Qu'est-ce que l'Occitanie, en fait ? Il y a l'ensemble Aquitain : Guyenne, Gascogne, Périgord, Béarn, Quercy et Rouergue ; les deux provinces d'Oc du Centre : Limousin, Auvergne (et dans tous ces pays, il n'y a pas, ou peu, d'implantation cathare) ; le Languedoc proprement dit : les comtés de Toulouse et de Foix, le Roussillon, les Cévennes, le Velay ; l'ensemble provençal enfin: Valentinois, Orange, comtat Venaissin, Bas-Dauphiné, Provence, comté de Nice.
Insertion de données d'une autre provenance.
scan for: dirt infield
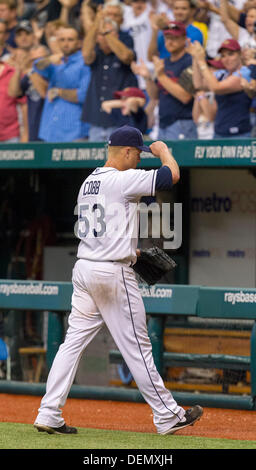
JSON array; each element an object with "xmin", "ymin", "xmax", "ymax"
[{"xmin": 0, "ymin": 393, "xmax": 256, "ymax": 440}]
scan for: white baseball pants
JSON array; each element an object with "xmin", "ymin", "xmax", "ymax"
[{"xmin": 35, "ymin": 259, "xmax": 185, "ymax": 433}]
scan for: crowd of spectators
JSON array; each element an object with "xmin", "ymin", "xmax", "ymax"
[{"xmin": 0, "ymin": 0, "xmax": 256, "ymax": 143}]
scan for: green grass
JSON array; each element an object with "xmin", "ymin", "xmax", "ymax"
[{"xmin": 0, "ymin": 423, "xmax": 256, "ymax": 450}]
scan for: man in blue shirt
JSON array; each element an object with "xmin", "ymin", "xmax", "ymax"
[
  {"xmin": 83, "ymin": 3, "xmax": 138, "ymax": 142},
  {"xmin": 148, "ymin": 0, "xmax": 204, "ymax": 60},
  {"xmin": 133, "ymin": 21, "xmax": 197, "ymax": 140},
  {"xmin": 34, "ymin": 26, "xmax": 91, "ymax": 142}
]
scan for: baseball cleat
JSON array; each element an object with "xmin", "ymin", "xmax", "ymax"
[
  {"xmin": 159, "ymin": 405, "xmax": 203, "ymax": 435},
  {"xmin": 34, "ymin": 423, "xmax": 77, "ymax": 434}
]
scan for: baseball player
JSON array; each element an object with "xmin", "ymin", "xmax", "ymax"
[{"xmin": 34, "ymin": 126, "xmax": 203, "ymax": 434}]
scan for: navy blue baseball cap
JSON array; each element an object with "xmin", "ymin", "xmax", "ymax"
[{"xmin": 108, "ymin": 126, "xmax": 152, "ymax": 153}]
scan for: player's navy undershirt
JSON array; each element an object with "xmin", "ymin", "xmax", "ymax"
[{"xmin": 156, "ymin": 166, "xmax": 172, "ymax": 191}]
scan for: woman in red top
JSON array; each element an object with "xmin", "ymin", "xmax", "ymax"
[{"xmin": 0, "ymin": 62, "xmax": 28, "ymax": 143}]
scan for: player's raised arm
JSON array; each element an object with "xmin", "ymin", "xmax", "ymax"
[{"xmin": 149, "ymin": 140, "xmax": 180, "ymax": 190}]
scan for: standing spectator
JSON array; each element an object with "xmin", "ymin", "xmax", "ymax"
[
  {"xmin": 83, "ymin": 7, "xmax": 138, "ymax": 142},
  {"xmin": 101, "ymin": 87, "xmax": 148, "ymax": 134},
  {"xmin": 220, "ymin": 0, "xmax": 256, "ymax": 49},
  {"xmin": 148, "ymin": 0, "xmax": 204, "ymax": 61},
  {"xmin": 197, "ymin": 0, "xmax": 245, "ymax": 58},
  {"xmin": 0, "ymin": 62, "xmax": 28, "ymax": 143},
  {"xmin": 9, "ymin": 45, "xmax": 48, "ymax": 142},
  {"xmin": 188, "ymin": 55, "xmax": 220, "ymax": 140},
  {"xmin": 15, "ymin": 20, "xmax": 36, "ymax": 52},
  {"xmin": 34, "ymin": 26, "xmax": 90, "ymax": 142},
  {"xmin": 133, "ymin": 21, "xmax": 197, "ymax": 140},
  {"xmin": 121, "ymin": 0, "xmax": 153, "ymax": 89},
  {"xmin": 0, "ymin": 20, "xmax": 10, "ymax": 61},
  {"xmin": 193, "ymin": 39, "xmax": 251, "ymax": 139},
  {"xmin": 0, "ymin": 0, "xmax": 18, "ymax": 47}
]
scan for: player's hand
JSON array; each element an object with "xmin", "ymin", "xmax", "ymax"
[
  {"xmin": 152, "ymin": 56, "xmax": 164, "ymax": 77},
  {"xmin": 101, "ymin": 101, "xmax": 112, "ymax": 114},
  {"xmin": 47, "ymin": 88, "xmax": 59, "ymax": 101},
  {"xmin": 49, "ymin": 52, "xmax": 63, "ymax": 65},
  {"xmin": 130, "ymin": 59, "xmax": 151, "ymax": 78},
  {"xmin": 149, "ymin": 140, "xmax": 169, "ymax": 158}
]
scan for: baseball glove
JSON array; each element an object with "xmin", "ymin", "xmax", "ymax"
[{"xmin": 133, "ymin": 246, "xmax": 177, "ymax": 286}]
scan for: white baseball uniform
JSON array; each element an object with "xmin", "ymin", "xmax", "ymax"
[{"xmin": 36, "ymin": 167, "xmax": 185, "ymax": 433}]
Toutes ces entités régionales, déjà fort différenciées sur le plan géographique, n'ont ni la même histoire, ni le même fond ethnique, ni tout à fait la même langue, ni par conséquent la même culture. L'Aquitaine, par exemple, aboutissement des chemins de Saint-Jacques, avait une vocation internationale et regardait forcément vers l'Espagne et le Portugal. Ouverte à l'Angleterre, aux Flandres, à la Russie par l'Atlantique et les ports de Bordeaux, elle était en outre en relation beaucoup plus étroite avec le Poitou où s'étaient établis ses grands ducs, avec le Maine et l'Anjou des Plantagenets, qu'avec le Roussillon des Rois de Majorque ou l'Avignon pontifical. La Provence elle-même, arrachée très tôt à la Gaule par la fondation du comptoir grec de Marseille, puis par la conquête romaine, gardera toujours, à travers les Croisades dont elle fut la porte et le commerce du Levant dont elle était la clef, une vocation méditerranéenne. En ce qui concerne le Limousin et l'Auvergne, ils ont au cours des âges accentué leur appartenance aux provinces du Centre plus qu'à celle du Sud. Des traditions particulières fortes, ainsi que le quasi-royaume constitué par la Maison de Bourbon et qui englobait la Marche, le Bourbonnais, le Beaujolais, le Forez, les Dombes et l'Auvergne ont définitivement situé cette dernière en dehors de l'ambiance méridionale. Quant au Languedoc, qui est aujourd'hui l'épicentre de l'agitation "occitane", il occupe dans le sud une position médiane et a toujours exercé une forte influence intellectuelle. C'est la patrie du "Gai-Savoir" mais aussi, celle des rhéteurs, des théoriciens, des légistes. Réuni par héritage à la Couronne dès 1271, son destin politique sera désormais tout français. Et ce soi-disant vaincu finira par imprégner de ses coutumes son soi-disant vainqueur. C'est en tous cas l'avis de Mme Régine Pernoud qui note : «Les provinces nouvellement acquises ne seront pas traitées en minorités et ne connaîtront ni persécution linguistique ni oppression d'aucune sorte. On leur laissera leurs coutumes, ce droit écrit qui finira par réagir sur le droit coutumier et tendre à transformer la monarchie féodale en monarchie absolue, pour préparer le triomphe du droit romain lors de la Révolution Française». Ce sont les Capitouls de Toulouse qui - acte symbolique entre tous - ont jugé et condamné Montmorency, chef de la dernière révolte féodale contre Richelieu.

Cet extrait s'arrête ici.